Präsident Emmanuel Macron ist drauf und dran die Pensionsreform ohne Abstimmung im Parlament durchzusetzen. Seit Wochen erhebt sich deshalb der Zorn gegen ihn und Regierungschefin Elisabeth Borne auf den Pariser Straßen. Die Gewalt eskaliert zunehmend, ein Ende ist nicht in Sicht. Straßenschlachten gehören allmählich zum Alltag.

Ein Demonstrant steht vor brennenden MotorrollernAPA/AFP/JULIEN DE ROSA

“Die Bilanz der letzten Wochen ist düster”, schreibt die “Welt”. “Mehr als tausend verletzte Polizisten und Feuerwehrleute, zwei Demonstranten im Koma, Politiker, die bedroht werden, Abgeordnete deren Haustür zugemauert wird und eine Parlamentspräsidentin, die antisemitische Beschimpfungen erhält. Was ist nur los in Frankreich?”

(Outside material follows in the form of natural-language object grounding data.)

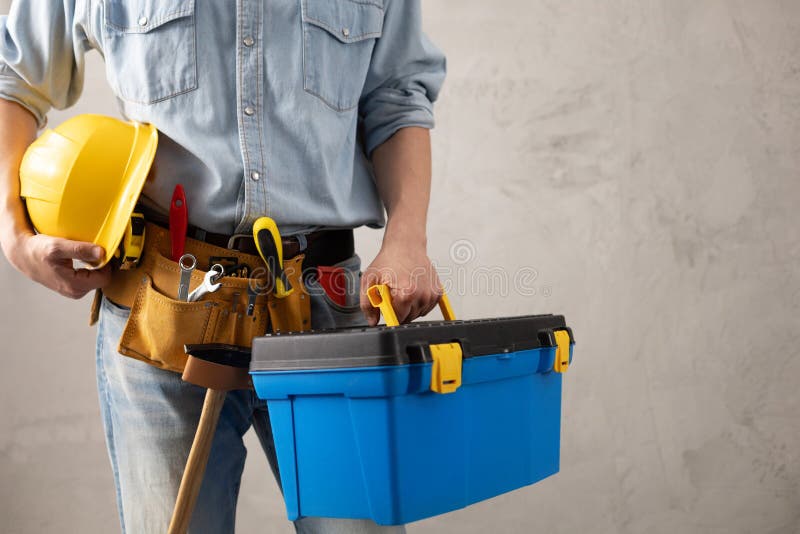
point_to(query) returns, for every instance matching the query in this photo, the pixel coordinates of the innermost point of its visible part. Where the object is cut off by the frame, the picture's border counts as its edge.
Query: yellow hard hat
(82, 179)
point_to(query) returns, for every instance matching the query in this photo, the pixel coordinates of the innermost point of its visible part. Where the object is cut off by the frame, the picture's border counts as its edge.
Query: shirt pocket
(150, 48)
(338, 38)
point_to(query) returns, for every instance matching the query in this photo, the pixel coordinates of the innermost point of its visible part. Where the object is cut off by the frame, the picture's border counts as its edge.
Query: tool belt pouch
(159, 325)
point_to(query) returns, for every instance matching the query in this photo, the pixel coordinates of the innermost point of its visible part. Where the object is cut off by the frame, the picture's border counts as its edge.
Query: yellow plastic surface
(132, 244)
(266, 223)
(82, 179)
(380, 297)
(446, 371)
(562, 351)
(447, 310)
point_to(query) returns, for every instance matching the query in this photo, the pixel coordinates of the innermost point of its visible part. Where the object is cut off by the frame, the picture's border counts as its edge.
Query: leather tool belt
(159, 325)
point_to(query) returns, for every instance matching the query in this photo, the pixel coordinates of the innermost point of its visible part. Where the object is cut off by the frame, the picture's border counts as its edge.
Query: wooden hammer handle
(196, 464)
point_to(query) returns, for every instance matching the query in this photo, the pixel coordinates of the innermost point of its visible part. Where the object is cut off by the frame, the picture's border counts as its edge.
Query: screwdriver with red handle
(178, 222)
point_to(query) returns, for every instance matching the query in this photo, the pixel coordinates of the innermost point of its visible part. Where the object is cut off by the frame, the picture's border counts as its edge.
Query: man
(311, 112)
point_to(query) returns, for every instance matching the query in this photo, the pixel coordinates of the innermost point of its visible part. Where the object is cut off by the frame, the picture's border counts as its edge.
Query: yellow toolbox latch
(562, 351)
(446, 371)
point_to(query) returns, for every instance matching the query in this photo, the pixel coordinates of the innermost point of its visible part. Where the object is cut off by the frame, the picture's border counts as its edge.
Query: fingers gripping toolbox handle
(380, 297)
(447, 357)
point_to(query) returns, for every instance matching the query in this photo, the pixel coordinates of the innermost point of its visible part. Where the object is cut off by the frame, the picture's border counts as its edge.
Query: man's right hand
(42, 258)
(48, 260)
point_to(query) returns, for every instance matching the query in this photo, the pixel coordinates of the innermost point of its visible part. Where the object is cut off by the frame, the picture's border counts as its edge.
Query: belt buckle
(234, 237)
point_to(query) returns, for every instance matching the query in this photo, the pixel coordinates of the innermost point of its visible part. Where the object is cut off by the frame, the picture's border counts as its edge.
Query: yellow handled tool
(380, 297)
(270, 247)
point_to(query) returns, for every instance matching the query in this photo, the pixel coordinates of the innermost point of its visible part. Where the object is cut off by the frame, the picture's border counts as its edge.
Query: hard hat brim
(143, 152)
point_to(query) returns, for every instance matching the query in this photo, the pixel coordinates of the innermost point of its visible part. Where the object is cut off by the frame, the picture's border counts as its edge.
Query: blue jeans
(150, 417)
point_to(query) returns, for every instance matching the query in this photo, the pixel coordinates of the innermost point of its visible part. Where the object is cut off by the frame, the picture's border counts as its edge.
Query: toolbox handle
(380, 297)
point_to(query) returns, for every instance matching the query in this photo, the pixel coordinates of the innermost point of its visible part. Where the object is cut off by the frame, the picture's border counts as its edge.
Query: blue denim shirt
(265, 107)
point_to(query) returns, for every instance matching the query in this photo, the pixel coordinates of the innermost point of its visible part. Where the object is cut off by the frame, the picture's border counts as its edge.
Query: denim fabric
(264, 107)
(150, 417)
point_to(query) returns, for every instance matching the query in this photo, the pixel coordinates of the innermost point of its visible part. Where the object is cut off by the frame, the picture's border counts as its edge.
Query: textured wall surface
(641, 158)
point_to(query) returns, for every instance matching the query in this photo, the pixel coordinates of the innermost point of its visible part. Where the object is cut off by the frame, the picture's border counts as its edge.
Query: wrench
(208, 285)
(187, 263)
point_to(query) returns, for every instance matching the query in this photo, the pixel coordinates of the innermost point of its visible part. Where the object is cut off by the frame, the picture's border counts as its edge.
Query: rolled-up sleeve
(42, 44)
(405, 76)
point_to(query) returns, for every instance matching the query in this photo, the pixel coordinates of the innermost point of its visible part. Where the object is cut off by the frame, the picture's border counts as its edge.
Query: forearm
(17, 131)
(403, 176)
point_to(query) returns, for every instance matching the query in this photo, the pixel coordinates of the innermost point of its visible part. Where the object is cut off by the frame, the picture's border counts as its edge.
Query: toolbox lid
(402, 345)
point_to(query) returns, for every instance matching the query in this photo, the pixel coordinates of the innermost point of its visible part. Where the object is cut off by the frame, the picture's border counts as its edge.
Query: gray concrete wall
(640, 155)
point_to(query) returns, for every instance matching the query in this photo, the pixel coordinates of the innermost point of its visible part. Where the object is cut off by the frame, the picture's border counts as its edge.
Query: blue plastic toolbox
(401, 423)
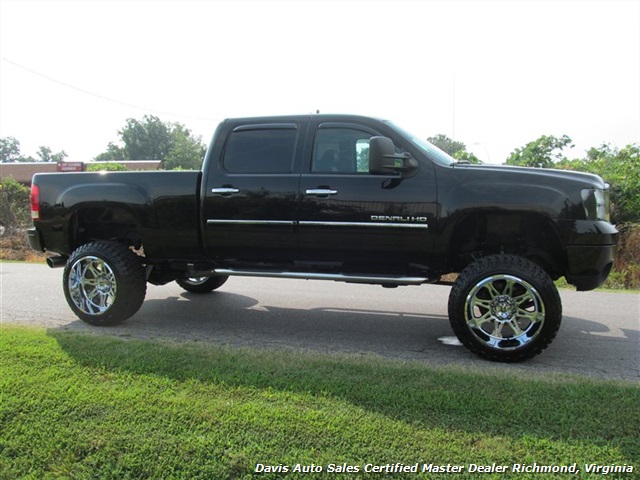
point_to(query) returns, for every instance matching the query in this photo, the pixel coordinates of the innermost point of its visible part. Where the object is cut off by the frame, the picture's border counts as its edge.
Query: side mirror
(383, 159)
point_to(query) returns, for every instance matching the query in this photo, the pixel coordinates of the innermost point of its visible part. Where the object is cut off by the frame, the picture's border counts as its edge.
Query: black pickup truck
(333, 197)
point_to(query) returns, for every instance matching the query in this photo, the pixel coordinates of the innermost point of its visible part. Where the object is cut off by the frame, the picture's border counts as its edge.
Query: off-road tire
(202, 284)
(104, 283)
(505, 308)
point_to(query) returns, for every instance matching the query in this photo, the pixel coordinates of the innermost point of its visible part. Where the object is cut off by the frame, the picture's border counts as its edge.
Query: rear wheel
(104, 283)
(505, 308)
(201, 284)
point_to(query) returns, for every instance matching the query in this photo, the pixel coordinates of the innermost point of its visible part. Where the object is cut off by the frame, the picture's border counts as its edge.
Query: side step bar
(375, 280)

35 Prozent halten Gewalt für legitim, bei der Linken denkt das die Mehrheit

Erstaunlich viele Franzosen halten Gewalt für ein legitimes Mittel zur Erreichung politischer Ziele. Das ergab eine Umfrage des Meinungsforschungsinstituts ifop. Auf der politischen Linken denk das sogar die Mehrheit. 35 Prozent der Befragten bejahen, dass es “manchmal notwendig ist, Gewalt einzusetzen, um seine Anliegen oder Überzeugungen voranzubringen”. Bei den Sympathisanten der linkspopulistischen Partei Unbeugsames Frankreich denken das sogar 60 Prozent.

Französische Polizeikräfte helfen einem Verletzten während einer Demonstration in ParisAPA/AFP/Christophe ARCHAMBAULT

In der Vergangenheit hatten gewalttätige Proteste in Frankreich durchaus “Erfolg”, etwa die Gelbwesten, die Macron erst damit stoppte, als er eine Finanzhilfe von zehn Milliarden Euro für bedürfte Haushalte beschloss. Das festigte bei den Bürgern die Überzeugung, dass Gewalt zum Ziel führen. Doch Macron zog offensichtlich die gegenteilige Schlussfolgerung: Diesmal beharrt der Präsident auf einer Anhebung des Pensionsalters auf 64 Jahre und ist nicht kompromissbereit.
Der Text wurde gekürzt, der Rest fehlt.